IN a vast warehouse in the Carmarthenshire countryside, workers are sorting through fast-moving chutes of waste.
This is where household rubbish arrives from all over the county, and further afield, to be processed.
Every year around 125,000 tonnes of paper, tins, plastic, food waste, black bag waste — plus mattresses, bulky items and other stuff — are brought to the Nantycaws landfill and recycling site, a few miles east of Carmarthen.
In the warehouse — or materials recycling facility — a digger shovels blue bags full of household recycling into a bag-splitting machine.
Workers pick out the split bags, hold them up to suction tubes and they disappear — the bags, that is.
The waste is then deposited into a vast churning drum, which separates bulkier products like cans and bottles from flatter items.
It’s noisy work, everyone wears ear plugs, and the process continues.
There is a machine which uses air jets, and one which uses magnets.
Operations director Sean Gallagher tosses out names like ballistic separator, optical separator and eddy current separator.
It’s all about making sure the final product from each different waste stream is in good nick.
“The quality has to be top notch,” said Mr Gallagher, of Cwm Environmental, which is effectively an arm’s length Carmarthenshire Council company.
In a building next door are bales of separated products, like cans, which are sold to re-processors.
The market for recyclable products is always fluctuating.
“When China closed the door on recycling last year (from the UK) it caused a massive knock-on effect,” said Mr Gallagher.
“There was an excess of materials in the market, so prices crashed.”
Dan John, the council’s environmental services manager, said there was a perception among some that councils made a tidy profit by selling stuff we all leave on the kerbside for collection.
He said the money in fact subsidised the many other aspects of waste management.
“It is a costly service,” he said.
Throughout our tour of the site there is a clear message — cutting down our black bag waste, currently 29,000 tonnes a year in Carmarthenshire, is critical.
The Welsh Government sets ever stricter recycling targets (70% by 2014/25), dealing with black bag waste is expensive, and environmentally it makes sense to stick as little rubbish in the ground as possible.
Mr John said a study in Carmarthenshire in 2017 revealed that almost half the waste in black bags was recyclable.
Simply getting rid of the food waste in those bags and putting it in food caddies, he said, would save £400,000 a year, and boost the current recycling rate of around 60%.
“We do have quite strong waste education message that we put out consistently, not just for the environmental benefit but for the taxpayer as well,” said Mr John.
Nantycaws was Carmarthenshire’s last operational landfill site until December 2016.
Since then all black bag waste has been sent to energy from waste plants in the UK and Europe, which burn waste and generate power in the process.
Black bags from the county’s 89,000 households are currently sent to such a plant in Cardiff.
The landfill site at Nantycaws has a temporary cap, and gas which naturally occurs from the breakdown of matter is piped to two units and burned to generate electricity.

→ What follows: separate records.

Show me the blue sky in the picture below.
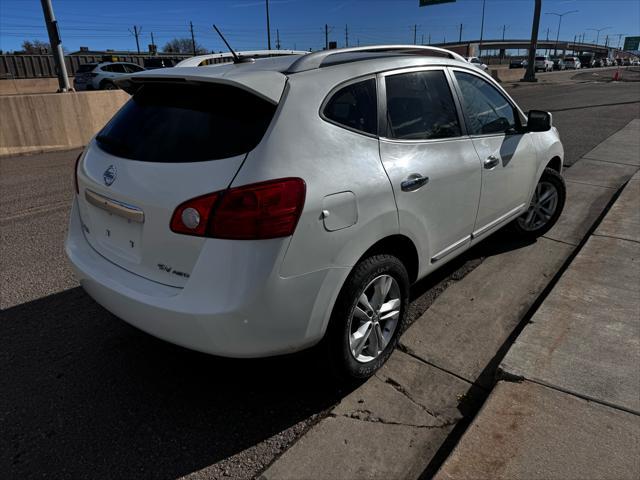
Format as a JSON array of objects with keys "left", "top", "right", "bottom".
[{"left": 1, "top": 0, "right": 639, "bottom": 53}]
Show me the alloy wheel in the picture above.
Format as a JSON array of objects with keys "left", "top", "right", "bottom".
[
  {"left": 517, "top": 181, "right": 559, "bottom": 231},
  {"left": 348, "top": 274, "right": 401, "bottom": 363}
]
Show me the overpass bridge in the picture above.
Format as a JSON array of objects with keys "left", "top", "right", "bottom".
[{"left": 432, "top": 38, "right": 626, "bottom": 58}]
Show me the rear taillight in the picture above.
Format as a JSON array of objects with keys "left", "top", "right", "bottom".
[
  {"left": 170, "top": 178, "right": 306, "bottom": 240},
  {"left": 74, "top": 151, "right": 83, "bottom": 194}
]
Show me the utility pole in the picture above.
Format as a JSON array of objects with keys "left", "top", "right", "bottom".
[
  {"left": 501, "top": 24, "right": 508, "bottom": 41},
  {"left": 276, "top": 29, "right": 281, "bottom": 49},
  {"left": 130, "top": 25, "right": 142, "bottom": 54},
  {"left": 39, "top": 0, "right": 70, "bottom": 92},
  {"left": 345, "top": 24, "right": 348, "bottom": 47},
  {"left": 458, "top": 23, "right": 463, "bottom": 42},
  {"left": 325, "top": 24, "right": 329, "bottom": 50},
  {"left": 613, "top": 33, "right": 626, "bottom": 49},
  {"left": 546, "top": 10, "right": 578, "bottom": 56},
  {"left": 588, "top": 26, "right": 611, "bottom": 47},
  {"left": 413, "top": 24, "right": 417, "bottom": 45},
  {"left": 189, "top": 21, "right": 196, "bottom": 56},
  {"left": 479, "top": 0, "right": 486, "bottom": 52},
  {"left": 523, "top": 0, "right": 542, "bottom": 82},
  {"left": 151, "top": 31, "right": 155, "bottom": 48},
  {"left": 265, "top": 0, "right": 272, "bottom": 50},
  {"left": 428, "top": 33, "right": 431, "bottom": 45}
]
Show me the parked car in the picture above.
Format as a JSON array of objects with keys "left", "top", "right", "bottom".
[
  {"left": 551, "top": 57, "right": 565, "bottom": 70},
  {"left": 623, "top": 58, "right": 631, "bottom": 66},
  {"left": 563, "top": 57, "right": 581, "bottom": 69},
  {"left": 578, "top": 55, "right": 594, "bottom": 68},
  {"left": 66, "top": 46, "right": 565, "bottom": 380},
  {"left": 466, "top": 56, "right": 488, "bottom": 71},
  {"left": 534, "top": 55, "right": 554, "bottom": 72},
  {"left": 73, "top": 62, "right": 145, "bottom": 91},
  {"left": 592, "top": 58, "right": 605, "bottom": 68},
  {"left": 509, "top": 58, "right": 526, "bottom": 69}
]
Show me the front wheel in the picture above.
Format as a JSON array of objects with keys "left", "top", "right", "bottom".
[
  {"left": 324, "top": 254, "right": 409, "bottom": 381},
  {"left": 512, "top": 167, "right": 566, "bottom": 239}
]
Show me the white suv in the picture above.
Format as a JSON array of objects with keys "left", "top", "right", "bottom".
[
  {"left": 66, "top": 46, "right": 565, "bottom": 379},
  {"left": 534, "top": 55, "right": 554, "bottom": 72},
  {"left": 73, "top": 62, "right": 145, "bottom": 91}
]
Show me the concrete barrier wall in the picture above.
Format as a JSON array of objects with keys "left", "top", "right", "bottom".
[
  {"left": 0, "top": 78, "right": 73, "bottom": 96},
  {"left": 489, "top": 67, "right": 526, "bottom": 83},
  {"left": 0, "top": 90, "right": 129, "bottom": 156}
]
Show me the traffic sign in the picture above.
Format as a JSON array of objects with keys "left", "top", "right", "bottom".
[{"left": 623, "top": 36, "right": 640, "bottom": 51}]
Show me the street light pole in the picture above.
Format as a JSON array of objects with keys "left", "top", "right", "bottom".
[
  {"left": 265, "top": 0, "right": 271, "bottom": 50},
  {"left": 523, "top": 0, "right": 542, "bottom": 82},
  {"left": 40, "top": 0, "right": 70, "bottom": 92},
  {"left": 545, "top": 10, "right": 578, "bottom": 57},
  {"left": 479, "top": 0, "right": 486, "bottom": 54}
]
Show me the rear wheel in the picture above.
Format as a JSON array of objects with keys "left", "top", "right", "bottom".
[
  {"left": 325, "top": 254, "right": 409, "bottom": 381},
  {"left": 512, "top": 167, "right": 566, "bottom": 239}
]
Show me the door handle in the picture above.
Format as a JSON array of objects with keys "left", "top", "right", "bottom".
[
  {"left": 484, "top": 155, "right": 500, "bottom": 169},
  {"left": 401, "top": 173, "right": 429, "bottom": 192}
]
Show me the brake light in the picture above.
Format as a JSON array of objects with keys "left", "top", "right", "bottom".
[
  {"left": 74, "top": 151, "right": 83, "bottom": 194},
  {"left": 170, "top": 178, "right": 306, "bottom": 239}
]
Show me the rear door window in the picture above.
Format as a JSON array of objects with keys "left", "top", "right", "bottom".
[
  {"left": 96, "top": 83, "right": 277, "bottom": 162},
  {"left": 323, "top": 78, "right": 377, "bottom": 135},
  {"left": 384, "top": 70, "right": 461, "bottom": 140}
]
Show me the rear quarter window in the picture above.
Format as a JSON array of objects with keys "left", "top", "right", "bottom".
[
  {"left": 323, "top": 78, "right": 377, "bottom": 136},
  {"left": 96, "top": 83, "right": 277, "bottom": 162}
]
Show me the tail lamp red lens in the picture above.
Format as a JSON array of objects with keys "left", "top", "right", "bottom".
[{"left": 170, "top": 178, "right": 306, "bottom": 240}]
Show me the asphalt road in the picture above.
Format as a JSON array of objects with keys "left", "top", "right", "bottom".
[{"left": 1, "top": 77, "right": 639, "bottom": 479}]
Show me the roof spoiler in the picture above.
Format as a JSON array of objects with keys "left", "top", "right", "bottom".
[
  {"left": 285, "top": 45, "right": 466, "bottom": 73},
  {"left": 114, "top": 70, "right": 287, "bottom": 104}
]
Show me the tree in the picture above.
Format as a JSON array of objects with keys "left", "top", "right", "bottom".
[
  {"left": 21, "top": 40, "right": 51, "bottom": 54},
  {"left": 162, "top": 38, "right": 207, "bottom": 55}
]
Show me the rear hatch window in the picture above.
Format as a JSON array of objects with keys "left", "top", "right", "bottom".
[{"left": 96, "top": 83, "right": 277, "bottom": 163}]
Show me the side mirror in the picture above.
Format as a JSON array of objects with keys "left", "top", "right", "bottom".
[{"left": 527, "top": 110, "right": 552, "bottom": 132}]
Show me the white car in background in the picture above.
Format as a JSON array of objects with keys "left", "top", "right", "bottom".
[
  {"left": 534, "top": 55, "right": 554, "bottom": 72},
  {"left": 466, "top": 56, "right": 488, "bottom": 71},
  {"left": 564, "top": 57, "right": 581, "bottom": 69},
  {"left": 73, "top": 62, "right": 146, "bottom": 91},
  {"left": 66, "top": 45, "right": 565, "bottom": 380}
]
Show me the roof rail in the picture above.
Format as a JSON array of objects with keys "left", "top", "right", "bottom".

The 100-acre site also derives power from a wind turbine.
Welsh ministers have published a waste hierarchy, which ranks prevention top of the tree and landfill at the bottom. One up from landfill is energy from waste.
Ministers have further dis-incentivised councils going down the burying in a hole route with targets of no more than 10% of waste to landfill by 2019/20, and no more than 5% by 2024/25.
There has been much debate in the UK about waste being sent far away for disposal or processing.
The Welsh Government said it was looking into ways of developing plastic reprocessing facilities in Wales.
Mr Gallagher backed such an approach, but said: “They would need to be cost-efficient as well as environmentally-friendly.”
The 6,500 tonnes of food waste brought to Nantycaws every year naturally breaks down in a special vessel before being moved into open-air rows. Twelve weeks after arriving, it is bagged up and sold as Merlin’s Magic Compost.
Cwm Environmental runs Carmarthenshire’s three other household waste recycling facilities in Trostre, Ammanford and Whitland.
It employs just under 70 staff, plus a couple of dozen or so agency workers, and also handles commercial waste.
“It is a very competitive market,” said Mr Gallagher.
Environmental regulator Natural Resources Wales carries out checks at the sites to ensure permit conditions are being adhered to. All waste handled has to be traceable.
Nantycaws also receives recyclable waste from Ceredigion and Pembrokeshire, and garden waste from Swansea and Pembrokeshire.
Back in the office and reception building at Nantycaws, a smell of bacon is wafting around.
Inside Mr Gallagher’s office are rows and rows of files marked landfill site operations records and health and safety training records.
The far wall is entirely taken up by a photo of a sunlit wood.
The waste business may not be glamorous, but 41-year-old Mr Gallagher finds his job very rewarding.
“It’s enjoyable, and it’s a challenge,” he said.